To be good at optimising software products, it is important not just to understand the technicality of how to make software run faster, but even more so to understand how to do it without adding complexity (even just in terms of making the code harder to read) nor creating maintenance costs.

Footnotes

  1. Relative to the previous step. 

  2. Relative to the baseline, which is already enabling all applicable compiler optimisation flags. 

  3. The downside of inlining vector operations is the repetition of logic across elements, but duplication can be avoided by moving the logic of individual operations into auxiliary functions that are guaranteed to be inlined instead (not included in these examples for brevity and clarity). 

  4. In the number of input elements. 

  5. A naïve approach using comparison-based sorting has an average \(n \log(n)\) complexity. A more sophisticated approach would be to use quickselect, with a complexity of \(n\) in the average case and \(n \log(n)\) in the worst case. An approximate median-of-medians estimation has a worst-case complexity of \(n\). All these methods are slower than estimating the arithmetic mean in practice. 

  6. This is actually a prefix sum

  7. This is written as a loop for the sake of explanation, but normally one would use std::accumulate in its place. 

  8. Typical impediments that can be refactored away include loop-carried false data dependencies, aliasing, branching inside loops, non-inlined function calls, unsupported or too complex gather-scatter, unclear loop bounds. 
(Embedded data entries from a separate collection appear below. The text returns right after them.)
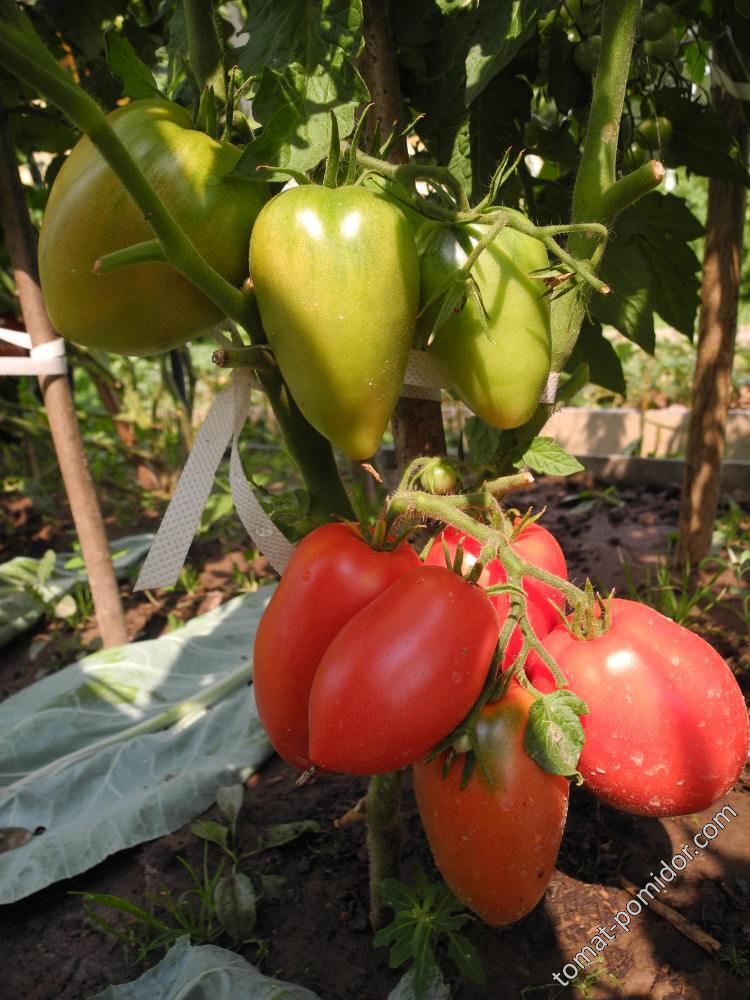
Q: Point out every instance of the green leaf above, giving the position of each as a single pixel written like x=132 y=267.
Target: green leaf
x=546 y=456
x=701 y=140
x=125 y=64
x=192 y=971
x=464 y=956
x=554 y=735
x=501 y=29
x=605 y=366
x=628 y=307
x=215 y=833
x=283 y=833
x=435 y=988
x=234 y=899
x=230 y=798
x=304 y=64
x=482 y=440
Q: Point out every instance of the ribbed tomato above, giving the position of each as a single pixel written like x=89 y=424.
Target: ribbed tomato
x=146 y=308
x=667 y=729
x=495 y=844
x=332 y=575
  9. These include some algorithms such as prefix sums, other non-trivial reduction operations, non-trivial data-dependent gather-scatter, branching inside loops, etc. 

  10. Lack of safety qualification is a common reason in safety-critical application. 

  11. Technically, the compiler implemented some automatic vectorisation, but the compiler’s safety manual disallowed its usage in safety-critical applications. 

  12. Note also that, at the time, std::simd was still far from being standardised, and C++26 was still years away. 

  13. It would also be possible to combine the benefits of AoS and SoA, by having an array-of-structure-of-array, where the fields of each structure are arrays of one SIMD vector’s size each. 

  14. Could be auto, but I make it more explicit for clarity. 

  15. Notably, the SSE2 and Neon instructions produce different results. So an interesting part of this task was to implement a software emulation of vrecpeq_f32 producing bitwise exact results for testing and simulation purposes on non-Arm platforms. This was made easy by the fact that the Arm documentation includes pseudocode of the full instruction specification. 

  16. Looking at the names of intrinsics, it should be clear why a SIMD abstraction library helps with readability. 

  17. Except maybe for the correct rounding of the last digit. 

  18. Similar in fashion to std::inplace_vector from C++26. 

  19. For a container with fixed allocated size but variable number of elements, using a vector-like interface has some benefits, as it makes the code cleaner and less error-prone by internally managing the number of valid entries. 

  20. Note that this will be terrible advice if any part of your algorithm is security-related and requires cryptographically strong RNG. Here I could safely assume that choices in how to perform calculations in the algorithm I was optimising had no security impact whatsoever. 

  21. For instance, the L1 norm is generally more robust to outliers, but it is not differentiable.